L’ancien fonctionnaire est d’avis que le NDS, bien que doté d’un petit budget, avait su instaurer une réelle dynamique. Il cite notamment la mise en place du Drug Users Administrative Panel (DUAP) et des observatoires de drogues qui rassemblaient les données de toutes les parties prenantes. « Aujourd’hui, la NADC semble perdue. Rien n’avance concrètement et la coordination interinstitutionnelle s’est affaiblie », déplore-t-il.

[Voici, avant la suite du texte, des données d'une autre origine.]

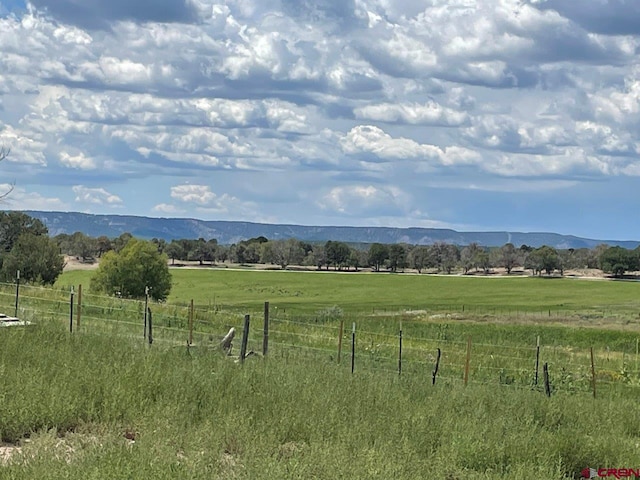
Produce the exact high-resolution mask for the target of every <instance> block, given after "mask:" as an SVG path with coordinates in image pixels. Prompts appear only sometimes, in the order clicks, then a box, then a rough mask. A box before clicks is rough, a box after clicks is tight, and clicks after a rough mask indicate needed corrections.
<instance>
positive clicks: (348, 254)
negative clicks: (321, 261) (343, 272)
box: [324, 240, 351, 270]
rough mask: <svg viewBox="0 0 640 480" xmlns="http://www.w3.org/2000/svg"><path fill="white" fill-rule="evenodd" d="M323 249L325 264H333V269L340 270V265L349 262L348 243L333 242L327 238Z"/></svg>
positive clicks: (335, 269)
mask: <svg viewBox="0 0 640 480" xmlns="http://www.w3.org/2000/svg"><path fill="white" fill-rule="evenodd" d="M324 251H325V252H326V255H327V265H333V268H334V269H335V270H338V269H340V270H342V267H344V266H345V265H347V264H348V263H349V255H350V253H351V251H350V250H349V245H347V244H346V243H344V242H334V241H331V240H329V241H328V242H327V243H326V244H325V245H324Z"/></svg>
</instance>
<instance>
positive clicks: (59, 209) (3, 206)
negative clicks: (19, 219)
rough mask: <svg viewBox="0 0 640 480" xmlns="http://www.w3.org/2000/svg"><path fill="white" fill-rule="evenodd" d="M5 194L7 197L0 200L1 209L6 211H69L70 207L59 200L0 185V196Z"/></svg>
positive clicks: (66, 203) (17, 188)
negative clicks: (5, 194) (21, 210)
mask: <svg viewBox="0 0 640 480" xmlns="http://www.w3.org/2000/svg"><path fill="white" fill-rule="evenodd" d="M7 193H8V195H7V196H6V197H3V198H2V200H1V202H2V208H4V209H7V210H45V211H51V210H53V211H67V210H69V209H70V206H69V205H68V204H67V203H66V202H64V201H62V200H61V199H59V198H56V197H48V196H45V195H41V194H39V193H38V192H33V191H29V190H27V189H25V188H22V187H15V186H14V185H11V184H9V183H2V184H0V194H1V195H4V194H7Z"/></svg>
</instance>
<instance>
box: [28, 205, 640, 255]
mask: <svg viewBox="0 0 640 480" xmlns="http://www.w3.org/2000/svg"><path fill="white" fill-rule="evenodd" d="M25 213H27V214H28V215H31V216H33V217H35V218H38V219H40V220H41V221H42V222H44V224H45V225H46V226H47V227H48V228H49V233H50V234H51V235H52V236H55V235H58V234H60V233H67V234H71V233H74V232H77V231H80V232H83V233H85V234H87V235H90V236H92V237H97V236H100V235H106V236H107V237H110V238H112V237H117V236H119V235H121V234H122V233H125V232H129V233H131V234H132V235H134V236H136V237H140V238H148V239H150V238H154V237H155V238H163V239H165V240H167V241H169V240H173V239H179V238H200V237H202V238H205V239H210V238H216V239H217V240H218V242H219V243H221V244H232V243H236V242H239V241H241V240H245V239H248V238H252V237H258V236H260V235H262V236H265V237H267V238H269V239H287V238H297V239H299V240H303V241H308V242H322V241H327V240H337V241H343V242H352V243H374V242H379V243H409V244H423V245H430V244H433V243H435V242H446V243H452V244H456V245H468V244H470V243H472V242H476V243H478V244H480V245H483V246H500V245H504V244H505V243H507V242H511V243H513V244H514V245H516V246H520V245H523V244H526V245H530V246H532V247H539V246H542V245H550V246H553V247H555V248H583V247H586V248H593V247H595V246H596V245H598V244H600V243H607V244H609V245H620V246H622V247H625V248H636V247H637V246H638V245H640V242H639V241H620V240H599V239H589V238H581V237H576V236H573V235H560V234H557V233H543V232H527V233H525V232H458V231H455V230H448V229H439V228H391V227H337V226H304V225H279V224H265V223H251V222H229V221H205V220H197V219H188V218H150V217H138V216H133V215H92V214H86V213H78V212H42V211H26V212H25Z"/></svg>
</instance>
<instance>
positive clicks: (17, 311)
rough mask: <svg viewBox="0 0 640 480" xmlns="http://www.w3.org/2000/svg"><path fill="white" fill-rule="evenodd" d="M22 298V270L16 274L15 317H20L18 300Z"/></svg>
mask: <svg viewBox="0 0 640 480" xmlns="http://www.w3.org/2000/svg"><path fill="white" fill-rule="evenodd" d="M19 298H20V270H18V273H17V274H16V314H15V315H14V317H16V318H18V300H19Z"/></svg>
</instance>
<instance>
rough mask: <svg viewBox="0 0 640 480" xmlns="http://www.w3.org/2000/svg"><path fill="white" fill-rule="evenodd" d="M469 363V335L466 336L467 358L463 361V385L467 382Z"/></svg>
mask: <svg viewBox="0 0 640 480" xmlns="http://www.w3.org/2000/svg"><path fill="white" fill-rule="evenodd" d="M470 363H471V336H469V338H467V359H466V361H465V362H464V385H465V387H466V386H467V383H469V364H470Z"/></svg>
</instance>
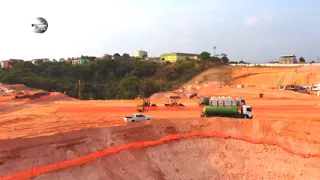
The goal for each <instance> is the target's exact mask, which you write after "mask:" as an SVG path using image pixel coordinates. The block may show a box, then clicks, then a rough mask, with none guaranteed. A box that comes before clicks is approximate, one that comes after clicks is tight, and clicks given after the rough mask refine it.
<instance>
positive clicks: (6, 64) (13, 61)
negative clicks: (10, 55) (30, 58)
mask: <svg viewBox="0 0 320 180" xmlns="http://www.w3.org/2000/svg"><path fill="white" fill-rule="evenodd" d="M18 62H24V60H22V59H9V60H6V61H1V64H0V66H1V68H5V69H9V68H12V64H13V63H18Z"/></svg>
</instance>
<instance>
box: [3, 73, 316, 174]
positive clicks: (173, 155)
mask: <svg viewBox="0 0 320 180" xmlns="http://www.w3.org/2000/svg"><path fill="white" fill-rule="evenodd" d="M296 70H297V71H296ZM303 70H305V69H294V68H290V69H289V68H287V69H286V68H283V69H281V68H277V69H272V68H231V67H226V69H212V70H208V71H206V72H203V73H202V75H199V76H197V77H195V79H193V80H192V81H190V82H188V83H187V84H186V85H185V86H186V87H185V88H184V89H188V88H190V89H193V90H195V89H196V91H197V92H198V93H200V94H201V95H205V96H218V95H222V96H228V95H229V96H234V97H243V98H245V99H246V100H247V104H249V105H252V106H253V116H254V119H252V120H234V119H231V118H209V119H201V118H199V115H200V111H201V108H200V107H199V106H197V103H196V100H186V99H181V100H179V101H180V102H182V103H184V104H185V105H186V107H183V108H180V109H175V108H164V107H162V106H163V104H164V102H165V99H164V96H165V95H166V94H158V95H159V96H158V95H154V98H153V99H152V103H156V104H157V105H158V106H159V107H157V108H156V109H150V110H147V111H146V112H144V114H145V115H149V116H151V117H152V120H151V121H148V122H141V123H129V124H126V123H124V122H123V119H122V118H123V116H127V115H130V114H132V113H135V112H136V105H137V103H139V102H140V101H135V100H131V101H130V100H128V101H126V100H122V101H120V100H113V101H67V100H72V99H69V98H67V97H66V96H64V95H61V94H60V95H52V96H46V97H42V98H39V99H37V100H31V101H30V102H28V103H24V104H23V107H22V106H21V107H22V108H21V109H16V110H14V111H13V110H12V111H10V112H8V113H6V114H1V115H0V139H2V140H0V179H29V178H31V177H34V178H33V179H67V180H68V179H94V180H95V179H151V178H153V179H262V178H269V179H320V174H319V173H318V170H319V169H320V165H319V163H318V162H319V160H320V159H319V157H318V155H319V153H320V139H319V137H318V136H317V134H319V133H320V124H319V122H320V118H319V107H316V106H315V104H316V101H317V100H318V99H316V97H312V96H309V95H306V94H299V93H295V92H289V91H281V90H278V89H270V88H266V87H265V86H277V85H278V84H279V83H281V82H284V83H292V82H296V83H297V82H298V81H299V82H300V83H301V85H308V84H303V83H310V82H311V81H312V82H315V83H317V82H316V81H317V80H319V79H318V75H317V74H318V72H317V69H308V70H310V71H309V72H312V73H313V74H312V76H311V75H310V73H309V72H306V71H303ZM220 76H221V77H220ZM300 76H301V78H300ZM271 77H272V78H274V79H270V78H271ZM303 77H304V78H306V79H309V80H308V81H305V80H303ZM291 78H292V79H291ZM299 78H300V79H299ZM282 79H284V80H282ZM227 83H234V84H236V83H243V84H245V85H255V86H256V87H250V88H248V87H246V88H239V89H238V88H226V87H222V88H220V87H219V86H220V85H223V84H227ZM192 86H193V87H192ZM177 91H178V90H177ZM261 92H263V93H264V94H265V97H264V98H258V94H259V93H261ZM168 94H169V93H168ZM0 104H1V103H0ZM111 126H112V127H111ZM195 135H198V136H195ZM199 135H202V136H199ZM41 136H43V137H41ZM208 136H210V138H209V137H208ZM226 137H232V138H229V139H221V138H226ZM15 138H16V139H15ZM254 143H258V144H254ZM35 167H36V168H35Z"/></svg>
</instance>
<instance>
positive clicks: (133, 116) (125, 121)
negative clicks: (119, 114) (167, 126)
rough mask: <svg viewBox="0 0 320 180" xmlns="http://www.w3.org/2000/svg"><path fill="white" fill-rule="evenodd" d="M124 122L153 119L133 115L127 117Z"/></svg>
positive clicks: (143, 116)
mask: <svg viewBox="0 0 320 180" xmlns="http://www.w3.org/2000/svg"><path fill="white" fill-rule="evenodd" d="M123 120H124V122H139V121H144V120H151V117H149V116H145V115H143V114H133V115H132V116H126V117H124V118H123Z"/></svg>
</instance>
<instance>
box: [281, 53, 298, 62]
mask: <svg viewBox="0 0 320 180" xmlns="http://www.w3.org/2000/svg"><path fill="white" fill-rule="evenodd" d="M297 62H298V61H297V58H296V56H295V55H290V56H280V59H279V64H296V63H297Z"/></svg>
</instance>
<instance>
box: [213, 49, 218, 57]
mask: <svg viewBox="0 0 320 180" xmlns="http://www.w3.org/2000/svg"><path fill="white" fill-rule="evenodd" d="M216 49H217V47H216V46H213V56H214V57H216Z"/></svg>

Pour l’addictologue Kunal Naïk, la NADC reste pourtant une structure essentielle dans le dispositif antidrogue. Toutefois, il estime que « la lourdeur administrative » freine son fonctionnement. « Il faut clarifier son rôle : doit-elle être présente sur le terrain, coordonner les acteurs ou concevoir la politique nationale ? Ce flou institutionnel empêche d’agir efficacement », dit-il. Il suggère qu’un mécanisme « fast track » aurait dû être instauré pour accélérer la mise en place des structures prévues par la loi. « Aujourd’hui, tout semble bloqué et les résultats tardent à se manifester », regrette-t-il.

Jacques Achille, responsable de la communication stratégique chez PILS, pense pour sa part que la NADC représente une opportunité unique de redéfinir la politique nationale des drogues : « Il ne faut pas rater cette occasion. L’agence a le mandat et les moyens de repenser en profondeur la stratégie mauricienne. »

Attentes, frustrations et espoirs

Entre attentes, frustrations et espoirs, la NADC a du mal à trouver son rythme, malgré les intentions louables inscrites sur le papier dans la National Agency for Drug Control Act de 2025. Son efficacité dépendra désormais de sa capacité à concilier approche administrative et action concrète sur le terrain, tout en rétablissant un dialogue de confiance avec les acteurs engagés depuis des décennies dans la lutte contre la drogue.

Beaucoup l’espèrent, même si chacun s’accorde à dire qu’en finir totalement avec la problématique de la drogue relève de l’utopie. L’enjeu consiste désormais à mettre en place des politiques de santé publique telles que la dépénalisation ou la légalisation du cannabis, considérées comme un moindre mal face à la prolifération des drogues de synthèse.